Image: Susan Rothernberg – Limbo (2009-10)
Sneha Subramanian Kanta is a GREAT scholarship awardee, and has earned a second postgraduate degree in literature from England. Her work is forthcoming in In/Words Magazine, The Ofi Press, Bombus Press and elsewhere. She is the founding editor of Parentheses Journal, an international literary journal. Her chapbook Synecdoche is forthcoming with The Poetry Annals (Oxford, England).
Nani
I see her sometimes, arising from folds of dark, hair left loose like tresses of cypress trees, holding an earthen lamp. Eyes lined in straight, neat kohl lines with enough light to illuminate curvature contours of her face. The last time I saw her wear a red saree was when nana was alive, but in flashes like these, I only see a silhouette of her face. I have yearned to meet a goddess after my mother’s death & have come to learn of grief as strength. Her face, pristine as morning sun reflects memory at night—the night she doesn’t come to visit becomes amavasya. If night is an elegy with melancholic sounds, then dawn is the numb hour when psalms from her marooned breath find way into my eardrums. If all light is god & god rises with the sun, she turns day into night & rises with the moon. The smell of an ocean lingers on her body. I see her without the grief I last saw on her face, after losing a daughter & being caged. I want to ask if she traveled back to Karachi to look at her ancestral house abandoned during partition & if all light is the shape of god. She leaves by turning into the shape of a diamond, gliding like a bird through gleams of space in the blue cirrocumulus.
In A Bombed City A Woman
Says Daughter For The First Time
In hell, they’re having a vanity fair.
In a recently bombed city, I pray
in a church built of wooden pillars—
& watch a woman give birth
the umbilical cord cut just like that,
like love grows & moves on
in blockbuster romantic movies
as the precision of a surgeon with a knife.

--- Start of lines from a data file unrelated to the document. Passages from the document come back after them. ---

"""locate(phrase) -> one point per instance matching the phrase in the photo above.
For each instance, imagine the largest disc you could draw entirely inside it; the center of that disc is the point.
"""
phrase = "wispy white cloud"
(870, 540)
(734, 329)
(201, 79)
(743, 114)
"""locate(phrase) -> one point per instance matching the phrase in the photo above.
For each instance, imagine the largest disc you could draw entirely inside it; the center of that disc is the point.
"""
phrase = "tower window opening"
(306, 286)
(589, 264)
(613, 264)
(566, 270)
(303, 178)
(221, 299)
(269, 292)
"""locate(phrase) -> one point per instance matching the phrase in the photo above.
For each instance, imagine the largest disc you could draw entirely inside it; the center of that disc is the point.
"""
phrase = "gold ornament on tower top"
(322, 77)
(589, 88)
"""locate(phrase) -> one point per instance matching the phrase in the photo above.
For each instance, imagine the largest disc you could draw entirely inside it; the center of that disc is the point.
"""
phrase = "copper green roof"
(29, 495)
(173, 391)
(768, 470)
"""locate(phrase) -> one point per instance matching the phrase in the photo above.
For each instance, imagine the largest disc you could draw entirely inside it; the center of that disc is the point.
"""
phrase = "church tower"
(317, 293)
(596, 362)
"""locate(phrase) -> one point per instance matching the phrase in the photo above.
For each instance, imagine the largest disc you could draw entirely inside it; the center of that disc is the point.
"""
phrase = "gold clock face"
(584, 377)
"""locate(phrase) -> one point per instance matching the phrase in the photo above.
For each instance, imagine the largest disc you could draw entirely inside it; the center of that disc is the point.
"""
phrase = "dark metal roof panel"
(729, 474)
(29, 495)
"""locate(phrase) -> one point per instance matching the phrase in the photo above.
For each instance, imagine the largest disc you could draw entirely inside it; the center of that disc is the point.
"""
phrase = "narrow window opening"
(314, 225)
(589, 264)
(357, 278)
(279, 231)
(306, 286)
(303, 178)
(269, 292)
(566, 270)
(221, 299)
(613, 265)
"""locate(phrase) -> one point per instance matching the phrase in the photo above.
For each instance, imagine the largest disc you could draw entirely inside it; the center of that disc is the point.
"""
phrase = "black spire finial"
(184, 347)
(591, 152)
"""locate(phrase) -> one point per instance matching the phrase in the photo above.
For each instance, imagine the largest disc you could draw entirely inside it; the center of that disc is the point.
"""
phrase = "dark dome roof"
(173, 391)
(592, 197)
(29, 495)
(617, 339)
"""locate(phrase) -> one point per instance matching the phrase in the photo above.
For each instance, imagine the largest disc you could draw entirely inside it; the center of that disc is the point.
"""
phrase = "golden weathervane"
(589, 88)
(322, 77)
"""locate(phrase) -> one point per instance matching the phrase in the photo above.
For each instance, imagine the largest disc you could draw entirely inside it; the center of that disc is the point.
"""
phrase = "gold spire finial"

They have brought bread & water
in the name of the Lord, in his name
for all of us taking shelter in his inn.
Pardon me, Lord, but tell me if you are
a woman left on the brink of an ocean
looking out at birds, left to your solitude.
In a bombed city, a woman
says daughter for the first time.
I look at the face of the new mother—
every daughter is a gospel to her mother
& perhaps she thinks of an education
& good clothes & a good wedding for her
though the world has barely said its welcome.
We say Amen & break bread
ignoring fresh explosions heard outside—
Let us remember home is where we
spend nights being protected inside
its drying amniotic until the sun births anew.
Some believe in hell but those that
know earth well can’t tell the difference.